Thanks for the quick reply, Andre. I can't wait to see some of your works of art come out of your new oven!
May I also ask, do you have any/many competitors, as far as pizza goes, in your area? Are there any of those big American chains in Sao Paulo? I don't think they have a chance anymore if they're gonna compete with good WFO pies, but just wondering.
Pizza is very big here in Sao Paulo, we are the second city that most received Italian immigrants in the 1900's, so there is allot of WFO pizza places, but Neapolitan pizza is a new thing here, and i want to be part of this new trend and catch it in the beginning... i also prefer the neapolitan style, as the pizza here is more of a hybrid between neapolitan and adaptations done at the beginning of last century.

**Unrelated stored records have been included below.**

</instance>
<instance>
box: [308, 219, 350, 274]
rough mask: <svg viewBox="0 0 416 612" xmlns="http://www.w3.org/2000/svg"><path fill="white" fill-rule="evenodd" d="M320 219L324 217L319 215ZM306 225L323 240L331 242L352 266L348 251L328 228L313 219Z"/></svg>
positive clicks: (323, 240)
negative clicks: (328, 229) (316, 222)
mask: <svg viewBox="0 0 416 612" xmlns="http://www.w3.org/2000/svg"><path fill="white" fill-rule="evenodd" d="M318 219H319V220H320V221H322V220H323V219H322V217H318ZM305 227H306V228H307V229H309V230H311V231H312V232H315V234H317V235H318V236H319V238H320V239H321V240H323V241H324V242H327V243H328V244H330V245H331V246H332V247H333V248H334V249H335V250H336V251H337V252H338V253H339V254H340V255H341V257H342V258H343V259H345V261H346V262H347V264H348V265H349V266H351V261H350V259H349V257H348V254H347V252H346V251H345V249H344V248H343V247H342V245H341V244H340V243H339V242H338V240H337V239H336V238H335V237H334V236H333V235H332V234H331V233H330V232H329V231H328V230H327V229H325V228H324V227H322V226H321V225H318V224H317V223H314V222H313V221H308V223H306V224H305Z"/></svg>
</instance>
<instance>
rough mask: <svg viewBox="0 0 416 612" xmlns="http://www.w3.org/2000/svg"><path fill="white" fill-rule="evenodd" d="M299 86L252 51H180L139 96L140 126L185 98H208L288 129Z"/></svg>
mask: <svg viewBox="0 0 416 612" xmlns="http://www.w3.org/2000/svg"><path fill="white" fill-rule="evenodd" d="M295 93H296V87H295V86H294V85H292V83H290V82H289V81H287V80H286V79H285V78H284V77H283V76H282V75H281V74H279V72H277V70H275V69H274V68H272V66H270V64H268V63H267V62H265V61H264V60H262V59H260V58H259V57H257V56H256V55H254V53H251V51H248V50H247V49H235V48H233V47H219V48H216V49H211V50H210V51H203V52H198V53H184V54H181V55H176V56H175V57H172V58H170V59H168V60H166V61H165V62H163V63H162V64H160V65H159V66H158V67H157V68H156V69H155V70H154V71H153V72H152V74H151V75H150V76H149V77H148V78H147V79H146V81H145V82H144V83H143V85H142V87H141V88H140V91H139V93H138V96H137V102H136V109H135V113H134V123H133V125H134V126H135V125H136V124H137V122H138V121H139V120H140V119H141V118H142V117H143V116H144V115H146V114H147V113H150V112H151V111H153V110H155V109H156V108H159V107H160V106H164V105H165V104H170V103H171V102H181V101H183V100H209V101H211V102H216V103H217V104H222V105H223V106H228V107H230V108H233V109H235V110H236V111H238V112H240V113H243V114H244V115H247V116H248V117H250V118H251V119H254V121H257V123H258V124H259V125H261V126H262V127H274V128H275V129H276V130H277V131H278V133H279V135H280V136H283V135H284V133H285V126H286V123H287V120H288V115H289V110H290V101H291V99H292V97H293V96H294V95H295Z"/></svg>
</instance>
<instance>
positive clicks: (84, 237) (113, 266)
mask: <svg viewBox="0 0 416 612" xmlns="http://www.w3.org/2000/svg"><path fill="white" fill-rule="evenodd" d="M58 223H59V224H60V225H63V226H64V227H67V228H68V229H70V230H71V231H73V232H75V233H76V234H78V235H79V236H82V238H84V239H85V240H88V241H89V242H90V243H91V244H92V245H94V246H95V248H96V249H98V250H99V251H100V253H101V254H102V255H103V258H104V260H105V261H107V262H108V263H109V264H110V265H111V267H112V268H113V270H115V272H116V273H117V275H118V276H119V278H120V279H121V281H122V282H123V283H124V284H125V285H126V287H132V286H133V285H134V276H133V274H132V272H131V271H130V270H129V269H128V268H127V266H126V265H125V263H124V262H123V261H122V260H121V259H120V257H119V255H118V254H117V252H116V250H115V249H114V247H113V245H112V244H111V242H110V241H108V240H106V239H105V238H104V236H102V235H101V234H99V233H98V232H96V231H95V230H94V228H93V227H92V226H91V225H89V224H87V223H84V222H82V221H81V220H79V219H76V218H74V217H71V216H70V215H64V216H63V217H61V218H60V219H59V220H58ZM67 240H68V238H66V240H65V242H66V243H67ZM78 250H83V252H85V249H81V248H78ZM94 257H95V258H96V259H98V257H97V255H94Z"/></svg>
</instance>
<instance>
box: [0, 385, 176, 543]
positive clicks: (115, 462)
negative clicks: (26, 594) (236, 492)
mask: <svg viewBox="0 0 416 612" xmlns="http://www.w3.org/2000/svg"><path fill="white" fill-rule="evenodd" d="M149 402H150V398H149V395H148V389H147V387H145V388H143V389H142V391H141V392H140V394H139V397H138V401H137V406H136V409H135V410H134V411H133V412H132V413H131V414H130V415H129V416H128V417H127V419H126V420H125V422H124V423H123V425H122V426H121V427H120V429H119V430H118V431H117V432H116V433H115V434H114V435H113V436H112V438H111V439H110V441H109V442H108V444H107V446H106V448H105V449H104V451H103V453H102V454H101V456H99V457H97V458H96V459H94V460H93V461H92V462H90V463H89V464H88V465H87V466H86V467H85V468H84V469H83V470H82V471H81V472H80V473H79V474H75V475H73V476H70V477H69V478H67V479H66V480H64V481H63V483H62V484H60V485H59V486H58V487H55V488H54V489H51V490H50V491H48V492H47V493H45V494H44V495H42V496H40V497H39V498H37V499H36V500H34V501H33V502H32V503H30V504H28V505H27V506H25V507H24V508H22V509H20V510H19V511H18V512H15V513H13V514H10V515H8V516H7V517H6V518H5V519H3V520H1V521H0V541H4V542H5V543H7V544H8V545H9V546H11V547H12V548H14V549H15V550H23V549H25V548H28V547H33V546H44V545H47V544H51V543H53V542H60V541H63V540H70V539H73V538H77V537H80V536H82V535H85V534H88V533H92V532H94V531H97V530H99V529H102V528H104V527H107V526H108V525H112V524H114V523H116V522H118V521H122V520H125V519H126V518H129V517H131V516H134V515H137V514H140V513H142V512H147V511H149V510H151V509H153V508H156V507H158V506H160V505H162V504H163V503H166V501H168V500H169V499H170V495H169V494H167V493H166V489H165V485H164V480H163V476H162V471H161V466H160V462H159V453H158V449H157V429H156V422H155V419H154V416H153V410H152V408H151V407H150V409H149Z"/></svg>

São Paulo has 6,000 pizza establishments and 1.4 million pizzas are consumed daily. It is said that the first Brazilian pizzas were baked in the Brás district of São Paulo in the early part of the 20th century. Until the 1950s, they were only found in the Italian communities. Since then, pizza became increasingly popular among the rest of the population. The most traditional pizzerias are still found in the Italian neighborhoods, such as Bexiga (official name: Bela Vista). Both Neapolitan (thick crust) and Roman (thin crust) varieties are common in Brazil, with traditional versions using tomato sauce and mozzarella as a base. Brazilian pizza in general, though, tends to have less tomato sauce than the Italian version, or uses slices of tomato in place of sauce. Brazilian pizzerias offer also Brazilian variants such as "pizza com catupiry". July 10 is "Pizza Day" in São Paulo, marking the final day of an annual competition among "pizzaiolos". In Brazil, pizza quatro queijos (pizza quattro formaggi) uses mozzarella, provolone, parmesan and gorgonzola, and there is also a variety with five cheeses, which adds catupiry.